Reportedly, Beth stayed up all night listening to Bowie’s musical apotheosis, and, like so many of us, became deeply moved and inspired. The vision of a man as the sum-total of his component parts, transcending even death by virtue of his work, conceptualised Beth’s new album, and indeed, TO LOVE IS TO LIVE, is a thing with deep artistic veracity. 

Upon first listen, you immediately notice the tonal and instrumental shift from earlier Savages work. The ‘barbed-wire’ guitar licks are echoes of themselves; present, but only as tributaries to the mainline vein of effervescent basslines, ghostly jazz samples and synthesisers. There’s a playfulness there too, reminiscent of fellow Parisian avant-garde treasure Lizzy Mercier Descloux, or a mid-career PJ Harvey. The album’s dark in its prevailing approach, but isn’t afraid to break out of the shadowy crevice it so knowingly occupies. ‘Heroine’, for example, a pun on both the drug and Beth’s perceived role in society, spins with all the bass quickness and bounce of newfound delirium – countermanded by the irony of someone shrieking at you the words “all I want is to be the woman you never see!” Furthermore, on other such tracks, even as the darkness and anger builds, it’s broken up, stopped in its tracks by a host of desultory codas and middle-eights, stumbling blindly out of a hurricane and into the eye of birdsong-infused, disorienting calm. 

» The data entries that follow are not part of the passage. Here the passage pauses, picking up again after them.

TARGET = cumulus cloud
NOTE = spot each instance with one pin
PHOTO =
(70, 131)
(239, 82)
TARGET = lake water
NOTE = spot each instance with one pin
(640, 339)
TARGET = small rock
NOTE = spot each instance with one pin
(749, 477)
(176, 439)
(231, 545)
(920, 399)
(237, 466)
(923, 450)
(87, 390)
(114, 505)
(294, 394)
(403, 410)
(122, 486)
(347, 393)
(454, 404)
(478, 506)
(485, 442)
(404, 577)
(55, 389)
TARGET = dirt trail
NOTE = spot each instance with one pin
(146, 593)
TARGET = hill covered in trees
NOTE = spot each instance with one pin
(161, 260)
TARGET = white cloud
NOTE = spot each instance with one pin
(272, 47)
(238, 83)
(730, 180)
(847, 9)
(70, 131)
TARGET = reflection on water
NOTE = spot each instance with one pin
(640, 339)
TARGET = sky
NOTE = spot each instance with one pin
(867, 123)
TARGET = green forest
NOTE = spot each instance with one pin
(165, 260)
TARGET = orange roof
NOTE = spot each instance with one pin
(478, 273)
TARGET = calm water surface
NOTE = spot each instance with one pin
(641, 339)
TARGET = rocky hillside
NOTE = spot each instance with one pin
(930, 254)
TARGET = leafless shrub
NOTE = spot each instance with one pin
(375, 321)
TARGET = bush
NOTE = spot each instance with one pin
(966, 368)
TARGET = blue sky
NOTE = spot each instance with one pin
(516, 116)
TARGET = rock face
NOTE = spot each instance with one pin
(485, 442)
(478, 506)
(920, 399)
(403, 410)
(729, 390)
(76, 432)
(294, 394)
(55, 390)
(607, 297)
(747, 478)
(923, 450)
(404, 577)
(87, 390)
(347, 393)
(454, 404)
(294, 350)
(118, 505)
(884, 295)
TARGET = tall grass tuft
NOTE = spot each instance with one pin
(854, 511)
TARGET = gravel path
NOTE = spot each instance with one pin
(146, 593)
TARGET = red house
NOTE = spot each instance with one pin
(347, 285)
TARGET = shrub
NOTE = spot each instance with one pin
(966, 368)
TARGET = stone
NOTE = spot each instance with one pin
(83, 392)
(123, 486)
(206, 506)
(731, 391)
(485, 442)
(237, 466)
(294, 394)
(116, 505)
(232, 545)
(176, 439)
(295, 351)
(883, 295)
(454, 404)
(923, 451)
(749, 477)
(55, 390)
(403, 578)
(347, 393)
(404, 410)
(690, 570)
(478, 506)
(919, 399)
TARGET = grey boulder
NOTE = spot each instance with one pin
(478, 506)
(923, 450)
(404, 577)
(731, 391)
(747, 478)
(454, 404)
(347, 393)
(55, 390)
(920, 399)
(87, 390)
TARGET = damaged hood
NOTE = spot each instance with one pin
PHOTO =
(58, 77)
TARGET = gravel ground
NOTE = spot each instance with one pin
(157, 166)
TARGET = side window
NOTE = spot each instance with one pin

TO LOVE IS TO LIVE doesn’t hold back from excessive, outward displays of force but neither is it afraid to bare its soul. It’s the see-sawing between these two poles – by no means mutually exclusive – that makes the album so exciting. Second track, ‘Innocence’ leaves the listener feeling shaken and assaulted; the track, with its Grime-esque drum loop, pushes the listener up against the wall and snarls, “I don't ask you anything/ I never talk to you/ So don't ask me anything…”  Meanwhile, later in the album, Cillian Murphy – complete with lilting Douglas cadence – is brought in to read a poem, voicing the album’s soft-spoken discontent as a synth track builds slowly, like a gathering storm, faraway, “Wars come, and money flows/ Everybody loses Including me /Including you/ And I am left with feelings of hatred and violence/ Tell me who am I now?”  

“I think change is scary…” mused Beth in a recent interview, and indeed she’s right; TO LOVE IS TO LIVE is scary too, but in the very best way. Unlike Savages with their rusty post-punk un-restraint, Beth’s solo album knows when to take a step back, how to develop an idea both lyrically and musically. Though it feels chaotic in places, the project proposes an as-yet-undiscovered dream of Nosferatu-chic: unafraid to grit its teeth, unafraid to speak sincerely. 

TO LOVE IS TO LIVE is out now via 20L07 Music.